Furthermore, the weightings that inform this intelligence are learned not just from the values of the nodes in the ‘data network’, but also from the connective shape of the surrounding network itself.

You can think of these weightings as being like a set of coordinates that point to the location of a given node on a graph-shaped conceptual map. The weightings allow a computer to calculate the ‘conceptual distance’ between two nodes.

The graph adapter gives us rich network-shaped data, the data service gives us a vast sea of connected data on the cloud and now the GCNs can learn insights directly from this rich, distributed network and make systemic predictions about the future. This is computers thinking in curves and it is hard to convey how exciting the potential of this really is.

Embedding Your Knowledge

Furthermore, the GCN weightings (known as node embeddings) can be stored back into the graph as pure data.

The embeddings from the GCNs model are stored back as part of the data cloud by saving it as another three-part statement in the graph. In this way, each node can begin to build up a set of embeddings that reflect the various models that it has been a part of.

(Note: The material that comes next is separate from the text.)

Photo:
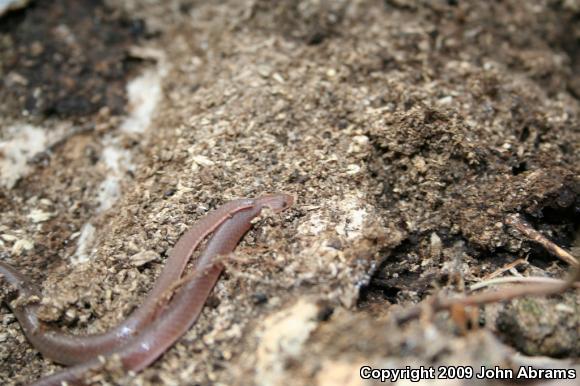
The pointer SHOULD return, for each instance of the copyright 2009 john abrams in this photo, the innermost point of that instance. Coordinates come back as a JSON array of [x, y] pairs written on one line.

This is the other side of the unification as the embeddings are stored back directly into the unified data network. The last piece of the puzzle has been slotted into place and our long journey searching for a unified theory is coming to an end.

Teaching AI How to Generalize

Of particular importance to the intelligence of the unified network are the nodes in the shared conceptual model. These abstract concepts will appear in many different models and can therefore collect lots of node embeddings from a variety of diverse situations. My early research shows that this seems to be able to teach an organisation’s AI a basic form of generalization. In this sense, it is possible that the conceptual model could eventually grow into something like the organisation’s brain.

Bringing Your Organisation to Life

Networks have an organic structure that appears throughout the natural world, your brain is a network of nerve cells, your circulatory system is a branching network of capillaries, trees and plants are also branching networks and their roots are then woven together in vast lacy networks of mycelium.

It appears networks are life’s go-to structure for processing information and you could even say that life itself is network shaped.

It should therefore come as no surprise that we can make our AI more lifelike by using the network shape to unify data, cloud and AI into one organic structure. In essence, networks can bring our organisations to life.

All the hard work that would have to be put in by an organisation's staff:

  • standing up data services to share datasets on the cloud
  • using graph adapters to create nuanced graph-shaped data structures
  • connecting the datasets together with unique network addresses
  • and conforming to a shared conceptual model

All this hard work to structure the organisation's collective knowledge representation now really pays off because the graph-shaped AI can walk along the many pathways that criss-cross the vast organisation-spanning knowledge graph and provide systemic insights.

The GCN is the active ingredient that breathes life into the network and allows AI to make context-sensitive predictions that impact an organisation’s bottom line. The GCN is the final practical tool that is needed to realise a unified theory of network-shaped technological phase transition.

Tool Number Three: GCNs

Each data service should mirror the passive graph-shaped data with an active graph-shaped machine learning model that gives each node the potential to also learn and predict. The data service should publish these learned node embeddings back into the network as pure data.